Here's the best I can find, from that Dunn/Cooper reference above: "In a nutshell, the vehicles which stand to benefit from a larger diameter tire are those that produce more torque than they need to in order to maintain speed."

However, it concludes, probably correctly, that... "There are just too many factors to consider to make general statements that larger or smaller tires are more fuel efficient."

We both agree that our intuition tells us that the larger diameter results in better gas mileage.

Yet neither one of us can find a reliable reference that backs up that claim.

Here's an article on "Tire Size Vs.

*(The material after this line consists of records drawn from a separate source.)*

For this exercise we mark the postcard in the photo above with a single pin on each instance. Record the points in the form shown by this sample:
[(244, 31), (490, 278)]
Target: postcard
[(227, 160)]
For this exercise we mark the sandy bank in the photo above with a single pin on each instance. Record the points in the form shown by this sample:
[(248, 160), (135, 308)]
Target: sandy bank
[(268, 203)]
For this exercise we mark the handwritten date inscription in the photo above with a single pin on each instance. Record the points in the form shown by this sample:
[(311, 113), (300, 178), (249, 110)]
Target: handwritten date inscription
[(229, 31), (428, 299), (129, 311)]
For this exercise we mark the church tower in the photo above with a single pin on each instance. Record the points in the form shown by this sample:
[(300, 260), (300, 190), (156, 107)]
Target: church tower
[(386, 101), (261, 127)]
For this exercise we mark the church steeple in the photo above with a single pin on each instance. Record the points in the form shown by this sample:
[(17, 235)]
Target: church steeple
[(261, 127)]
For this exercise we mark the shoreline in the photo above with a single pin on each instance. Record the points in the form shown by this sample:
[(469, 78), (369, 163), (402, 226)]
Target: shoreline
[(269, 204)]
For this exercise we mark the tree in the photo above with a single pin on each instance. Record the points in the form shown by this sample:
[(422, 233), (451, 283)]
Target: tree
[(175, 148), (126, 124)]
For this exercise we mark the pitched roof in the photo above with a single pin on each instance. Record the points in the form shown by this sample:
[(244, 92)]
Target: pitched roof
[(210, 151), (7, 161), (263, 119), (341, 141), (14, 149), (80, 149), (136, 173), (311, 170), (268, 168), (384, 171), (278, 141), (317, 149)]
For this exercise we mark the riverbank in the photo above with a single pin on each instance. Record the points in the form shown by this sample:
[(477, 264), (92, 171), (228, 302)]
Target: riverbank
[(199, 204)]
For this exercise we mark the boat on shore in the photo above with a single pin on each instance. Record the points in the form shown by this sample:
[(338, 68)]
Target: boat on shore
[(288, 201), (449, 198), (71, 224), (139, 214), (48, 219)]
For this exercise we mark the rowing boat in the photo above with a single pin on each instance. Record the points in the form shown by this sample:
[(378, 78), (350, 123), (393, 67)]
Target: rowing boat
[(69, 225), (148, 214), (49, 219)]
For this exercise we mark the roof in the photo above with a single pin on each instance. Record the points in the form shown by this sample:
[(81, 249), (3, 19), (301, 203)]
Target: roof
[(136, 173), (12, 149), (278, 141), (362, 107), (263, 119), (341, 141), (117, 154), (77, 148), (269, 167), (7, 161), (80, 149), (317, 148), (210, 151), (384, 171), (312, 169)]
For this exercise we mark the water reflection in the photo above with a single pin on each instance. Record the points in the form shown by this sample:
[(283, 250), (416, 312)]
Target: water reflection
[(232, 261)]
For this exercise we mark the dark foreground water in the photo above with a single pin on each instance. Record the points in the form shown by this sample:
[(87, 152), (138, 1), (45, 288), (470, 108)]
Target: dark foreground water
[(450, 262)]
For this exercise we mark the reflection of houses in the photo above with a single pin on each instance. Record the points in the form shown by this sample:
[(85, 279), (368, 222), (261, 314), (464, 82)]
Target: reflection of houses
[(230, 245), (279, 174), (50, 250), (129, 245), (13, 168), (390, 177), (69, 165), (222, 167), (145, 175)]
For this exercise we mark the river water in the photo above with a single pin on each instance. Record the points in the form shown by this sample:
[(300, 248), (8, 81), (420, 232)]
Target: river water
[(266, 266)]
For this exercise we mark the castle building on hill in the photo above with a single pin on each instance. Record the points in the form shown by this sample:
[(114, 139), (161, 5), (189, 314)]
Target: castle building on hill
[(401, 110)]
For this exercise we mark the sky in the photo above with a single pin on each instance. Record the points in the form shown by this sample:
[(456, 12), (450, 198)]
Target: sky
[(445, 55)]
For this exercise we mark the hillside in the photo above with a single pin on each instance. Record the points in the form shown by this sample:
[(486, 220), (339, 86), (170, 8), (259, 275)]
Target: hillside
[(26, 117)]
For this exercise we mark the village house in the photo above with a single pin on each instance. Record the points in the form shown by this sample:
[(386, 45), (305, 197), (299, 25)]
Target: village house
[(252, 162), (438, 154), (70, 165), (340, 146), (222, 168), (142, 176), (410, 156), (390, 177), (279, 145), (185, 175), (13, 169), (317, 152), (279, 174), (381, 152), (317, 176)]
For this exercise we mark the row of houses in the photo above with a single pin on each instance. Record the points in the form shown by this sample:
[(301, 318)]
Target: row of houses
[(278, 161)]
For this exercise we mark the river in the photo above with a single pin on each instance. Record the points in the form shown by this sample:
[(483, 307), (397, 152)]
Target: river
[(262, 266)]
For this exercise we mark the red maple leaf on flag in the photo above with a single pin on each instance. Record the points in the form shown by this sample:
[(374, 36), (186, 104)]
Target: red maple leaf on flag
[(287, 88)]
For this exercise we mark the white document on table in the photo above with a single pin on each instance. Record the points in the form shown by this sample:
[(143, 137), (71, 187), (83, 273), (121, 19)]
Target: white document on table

Gas Mileage"

"The most popular notion about how tire size affects fuel economy is that a tire with a larger diameter will cover more ground per revolution, thus reducing overall gearing and causing the engine to run at lower revolutions per minute (RPM). Some assume lower RPM equates with less fuel used to travel the same distance. Though this idea does have its merits and is true in some cases, the effect is hardly universal and varies greatly depending upon the vehicle and the increase or decrease in diameter."

That article concludes the same thing that the Cooper Tire article did, which is "The only vehicles which stand to benefit from a larger diameter tire are those produce more torque than they need to in order to maintain speed."

Both articles mentioned that wider & taller tires reduce fuel economy but let's keep the wider and taller part out of this discussion because it's already too complex with just the one change in diameter since most of us are running on pure intuition.

I owned a '60 Plymouth which was the bitter end of the fin craze. Plymouth even referred to them as stabilizers:

I never managed to get the car up past 110 and didn't notice any more stabilizing effect than my '65 Dodge which was back to the basic 3 box model:

Style is style. I did go to an outlaw kart race a couple of weeks ago and found out the real use for the wings -- when they roll the wind up on their side with the wing preventing them from going over completely.